At the Statistics Canada Web site, you can find the percent of adults in each province or territory who have at least a university certificate, diploma, or degree at bachelor's level or above.
It makes no sense to find x bar for these data and use it to get a confidence interval for the mean percent u in all 13 provinces or territories. Why not?
You need to weight the provinces for province population first. Some of them are very sparsely populated.
To understand why it doesn't make sense to find x-bar (sample mean) and use it to get a confidence interval for the mean percent (u) in all 13 provinces or territories, we need to consider the nature of the data and the population in question.
First, let's define x-bar and u in this context. x-bar represents the sample mean, which is the average percent of adults with a university certificate, diploma, or degree at bachelor's level or above calculated from a sample of provinces or territories. On the other hand, u represents the population mean, which is the average percent of adults with the mentioned educational attainment in all 13 provinces or territories.

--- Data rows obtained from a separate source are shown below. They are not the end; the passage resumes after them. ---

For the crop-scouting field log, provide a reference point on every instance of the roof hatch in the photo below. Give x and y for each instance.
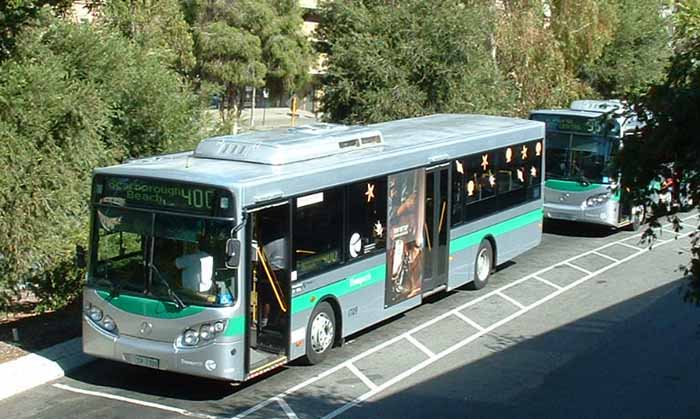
(278, 147)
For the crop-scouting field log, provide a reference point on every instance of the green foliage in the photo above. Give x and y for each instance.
(388, 60)
(73, 97)
(529, 56)
(672, 107)
(583, 29)
(249, 43)
(158, 26)
(14, 14)
(637, 52)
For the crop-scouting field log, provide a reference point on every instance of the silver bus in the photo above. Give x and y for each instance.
(581, 183)
(258, 249)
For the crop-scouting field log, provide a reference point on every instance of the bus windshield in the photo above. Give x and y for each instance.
(167, 257)
(582, 158)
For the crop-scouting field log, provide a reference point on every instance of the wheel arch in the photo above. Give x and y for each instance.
(494, 257)
(332, 300)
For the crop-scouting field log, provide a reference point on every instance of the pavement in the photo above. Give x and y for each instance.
(589, 324)
(38, 368)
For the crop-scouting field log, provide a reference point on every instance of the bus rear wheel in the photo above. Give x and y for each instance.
(320, 333)
(638, 217)
(482, 266)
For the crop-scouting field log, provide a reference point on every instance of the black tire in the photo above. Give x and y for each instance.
(482, 272)
(638, 220)
(318, 346)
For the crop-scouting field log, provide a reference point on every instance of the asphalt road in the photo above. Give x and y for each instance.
(587, 325)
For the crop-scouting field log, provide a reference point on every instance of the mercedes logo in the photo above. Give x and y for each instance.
(146, 328)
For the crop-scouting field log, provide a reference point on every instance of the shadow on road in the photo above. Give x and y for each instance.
(577, 229)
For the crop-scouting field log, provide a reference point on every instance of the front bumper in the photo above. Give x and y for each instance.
(606, 214)
(218, 360)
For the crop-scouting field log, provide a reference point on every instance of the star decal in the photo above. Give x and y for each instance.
(378, 229)
(459, 166)
(485, 161)
(370, 192)
(470, 188)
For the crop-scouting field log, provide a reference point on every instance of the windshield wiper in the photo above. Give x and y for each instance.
(180, 304)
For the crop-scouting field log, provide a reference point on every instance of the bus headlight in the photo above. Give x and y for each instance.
(206, 331)
(190, 337)
(596, 200)
(201, 334)
(108, 324)
(95, 314)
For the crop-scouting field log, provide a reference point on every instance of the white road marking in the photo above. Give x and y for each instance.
(369, 383)
(544, 281)
(287, 410)
(420, 346)
(606, 256)
(586, 271)
(622, 243)
(469, 321)
(158, 406)
(510, 300)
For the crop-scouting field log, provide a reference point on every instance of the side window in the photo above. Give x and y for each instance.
(317, 231)
(366, 232)
(534, 168)
(457, 191)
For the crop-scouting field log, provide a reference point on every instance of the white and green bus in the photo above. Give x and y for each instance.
(581, 183)
(258, 249)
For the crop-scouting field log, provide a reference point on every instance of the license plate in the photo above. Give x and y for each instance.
(146, 361)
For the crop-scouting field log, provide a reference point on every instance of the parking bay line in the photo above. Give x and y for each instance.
(158, 406)
(451, 312)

The problem arises because we are dealing with proportions or percentages in each province or territory, not continuous numerical data. In such cases, calculating the mean and applying confidence intervals for the population mean isn't appropriate. This is because the proportions are bounded between 0% and 100%, unlike continuous data that can span a range of values.
Instead, when dealing with proportions or percentages, it's more suitable to use confidence intervals around the proportion itself (p), which represents the true percentage in the population. This allows us to estimate the range within which the true proportion is likely to fall.
To calculate a confidence interval for the percent of adults with a university certificate, diploma, or degree at bachelor's level or above in all 13 provinces or territories, you would need to gather data from the entire population or use appropriate statistical methods for estimating proportions, such as using the sample proportions to construct a confidence interval. This differs from using x-bar and the usual methods for continuous data.
In summary, due to the nature of the data being proportions or percentages, it's more appropriate to use confidence intervals for the proportion (p) rather than the mean (u) when estimating the percentage in the entire population.